A typical day for Hospice at Home nurse Lucy
8:30 I catch up on any overnight changes by checking emails and messages from yesterday evening’s on-call nurse and the night response team. A patient’s needs can change rapidly, so it’s important to monitor and adapt our care accordingly.
09:00 At the team’s daily virtual meeting we discuss existing patients and new referrals with our doctors. These meetings help us to plan the day’s schedule.
09:30 I return some phone calls to patients who have phoned in over night.
10:00 I set off for my first visit of the day, to a new patient and his daughter. I arrive early, to put on my PPE. We have a long discussion about the home support Princess Alice Hospice can provide. Communicating whilst wearing a face mask can be a challenge, but it’s clear the patient wants to remain at home. He and his daughter are relieved to know we’ll do our absolute best to support them to do so, and make sure that the coming weeks are as comfortable as possible. Later on today, I will refer this patient to our occupational therapy team. They will assess his needs for equipment, allowing him to remain independent and safe at home. The patient’s daughter is struggling and would like some emotional support from one of our social workers. Lockdown has made a difficult time even harder for families, as friends and relatives can’t pop in. She feels guilty for not being able to visit as much as she would like, so I suggest matching her Dad with a ‘compassionate neighbour’ – a trained volunteer who lives locally who can help with things like shopping.
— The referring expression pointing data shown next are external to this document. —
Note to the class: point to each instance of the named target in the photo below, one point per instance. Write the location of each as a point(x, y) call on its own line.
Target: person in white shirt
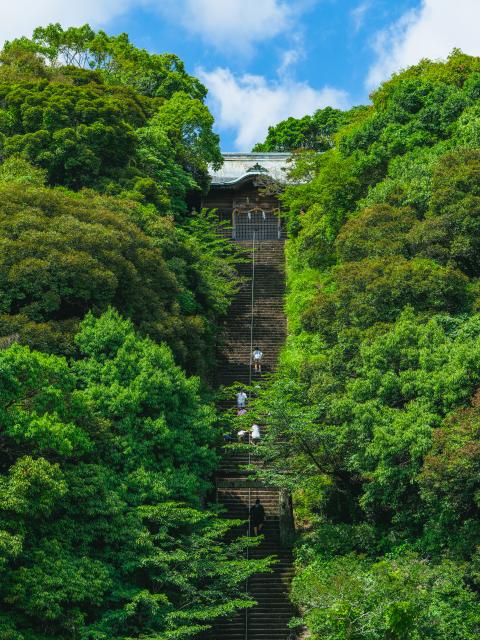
point(255, 434)
point(241, 399)
point(257, 356)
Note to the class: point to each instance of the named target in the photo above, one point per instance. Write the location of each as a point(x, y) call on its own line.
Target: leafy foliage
point(104, 463)
point(314, 132)
point(372, 418)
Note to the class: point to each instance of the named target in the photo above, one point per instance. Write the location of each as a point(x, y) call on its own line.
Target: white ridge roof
point(239, 166)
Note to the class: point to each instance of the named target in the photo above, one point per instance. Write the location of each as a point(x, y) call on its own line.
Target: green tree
point(115, 57)
point(398, 598)
point(105, 462)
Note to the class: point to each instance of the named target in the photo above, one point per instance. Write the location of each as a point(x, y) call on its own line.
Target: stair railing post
point(252, 307)
point(250, 384)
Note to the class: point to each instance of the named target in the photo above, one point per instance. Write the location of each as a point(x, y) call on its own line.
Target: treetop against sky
point(265, 60)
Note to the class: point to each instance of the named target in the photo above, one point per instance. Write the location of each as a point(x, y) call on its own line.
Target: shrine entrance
point(265, 224)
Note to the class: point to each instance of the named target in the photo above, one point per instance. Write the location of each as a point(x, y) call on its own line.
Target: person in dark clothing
point(257, 517)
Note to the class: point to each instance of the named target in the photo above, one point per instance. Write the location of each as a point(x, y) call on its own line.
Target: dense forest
point(110, 292)
point(374, 414)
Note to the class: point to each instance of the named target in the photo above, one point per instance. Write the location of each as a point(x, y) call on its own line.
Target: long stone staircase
point(269, 323)
point(268, 620)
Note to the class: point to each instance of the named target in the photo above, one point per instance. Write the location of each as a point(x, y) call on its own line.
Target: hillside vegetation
point(373, 416)
point(110, 294)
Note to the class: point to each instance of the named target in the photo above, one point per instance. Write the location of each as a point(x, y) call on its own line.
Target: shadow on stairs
point(268, 619)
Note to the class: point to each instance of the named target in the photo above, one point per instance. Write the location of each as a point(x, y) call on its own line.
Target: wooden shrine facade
point(239, 191)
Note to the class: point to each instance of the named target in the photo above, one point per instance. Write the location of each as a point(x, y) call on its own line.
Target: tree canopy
point(104, 464)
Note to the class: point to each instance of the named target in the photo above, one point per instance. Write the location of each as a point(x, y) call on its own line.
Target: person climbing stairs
point(259, 318)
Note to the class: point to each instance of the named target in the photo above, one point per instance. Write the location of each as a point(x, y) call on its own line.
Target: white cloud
point(249, 104)
point(359, 13)
point(20, 17)
point(431, 31)
point(231, 25)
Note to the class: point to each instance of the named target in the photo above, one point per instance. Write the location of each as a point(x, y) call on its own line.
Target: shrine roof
point(238, 167)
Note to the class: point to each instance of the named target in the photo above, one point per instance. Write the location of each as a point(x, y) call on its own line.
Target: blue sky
point(263, 60)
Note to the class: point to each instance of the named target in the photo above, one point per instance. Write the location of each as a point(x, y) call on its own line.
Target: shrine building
point(244, 191)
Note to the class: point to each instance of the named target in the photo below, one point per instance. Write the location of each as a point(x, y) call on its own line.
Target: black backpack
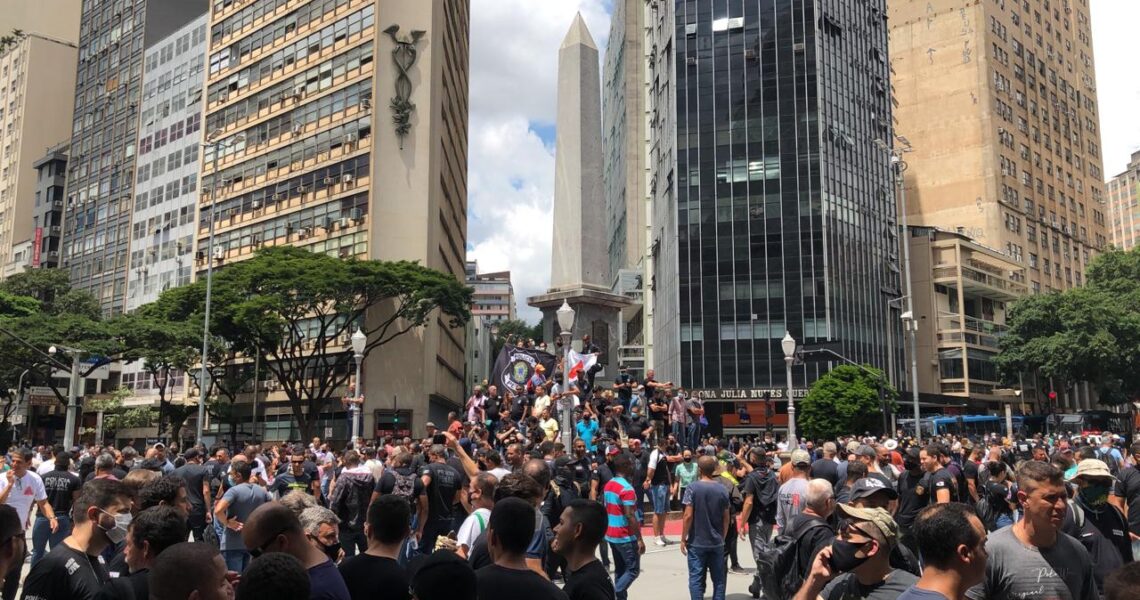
point(784, 577)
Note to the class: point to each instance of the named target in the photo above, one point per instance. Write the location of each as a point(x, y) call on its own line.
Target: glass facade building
point(779, 197)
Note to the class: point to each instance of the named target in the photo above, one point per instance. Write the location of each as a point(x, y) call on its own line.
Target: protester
point(73, 569)
point(190, 570)
point(1032, 557)
point(952, 542)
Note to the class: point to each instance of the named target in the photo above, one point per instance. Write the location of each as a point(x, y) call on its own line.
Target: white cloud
point(1117, 90)
point(514, 47)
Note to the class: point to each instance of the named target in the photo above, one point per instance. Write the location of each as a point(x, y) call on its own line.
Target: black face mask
point(843, 556)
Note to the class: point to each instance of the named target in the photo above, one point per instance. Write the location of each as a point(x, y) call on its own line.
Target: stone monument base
point(597, 313)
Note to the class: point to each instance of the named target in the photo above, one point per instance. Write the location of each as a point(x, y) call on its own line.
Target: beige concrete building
point(300, 95)
point(961, 293)
point(37, 89)
point(999, 102)
point(1124, 205)
point(51, 18)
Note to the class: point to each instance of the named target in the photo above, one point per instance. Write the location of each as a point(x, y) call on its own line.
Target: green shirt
point(686, 473)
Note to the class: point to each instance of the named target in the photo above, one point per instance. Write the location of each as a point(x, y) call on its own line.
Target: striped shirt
point(619, 494)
Before I leave, I tell them I’ll phone in a few days. They’re relieved when I give them our 24-hour phone number and reassure them they can call, whatever the hour.
11.30 Next I call on a patient living alone who phoned overnight worried about breathlessness. Upon arrival I re-apply PPE on the doorstep. It’s clear my patient is anxious and in some discomfort, so we discuss adjusting her medication to relieve the symptoms. She agrees to join our weekly virtual breathlessness support group. Wellbeing groups like these used to be in person at the Hospice but we’ve adapted to keep everyone safe.
12.30 Having removed my PPE before leaving the patient’s home, I check my messages before driving home. I respond to an email from a Royal Marsden Nurse Specialist about a patient who is being referred to us from hospital, saying I can visit the patient at home tomorrow afternoon.
13:00 Just time for a quick shower at home – we all do this now to reduce the spread of coronavirus.
13:15 I join a virtual meeting with a local GP and district nurse. It’s useful to share notes and arrange support for each patient as everyone is so busy during this pandemic. I squeeze in a cup of coffee and some soup during the meeting.
14:00 Another virtual meeting – this time with the manager of a local nursing home about a patient who is unwell but doesn’t want to go to hospital. I speak with the patient and in liaison with the nursing home and the patient’s family I agree to contact their GP and arrange a new prescription.
15:00 I complete a referral form for the patient I visited this morning – for both the occupational therapy team and our social worker. I then phone a couple of my patients to see how they’re doing. That reassurance really makes a difference.
17:30 I usually finish work around now but today I’m on call until 9pm, ready to advise and support anyone who contacts us during the evening – being there for them, whatever the time, means so much.
21:00 I hand over to the night response nurses. It’s great to know that they’re there to support patients at home as most people’s anxiety is worse at night time, when it’s quiet and dark. I handover a couple of patients who may need calls or visits overnight. My day is over, but it’s hard to switch off!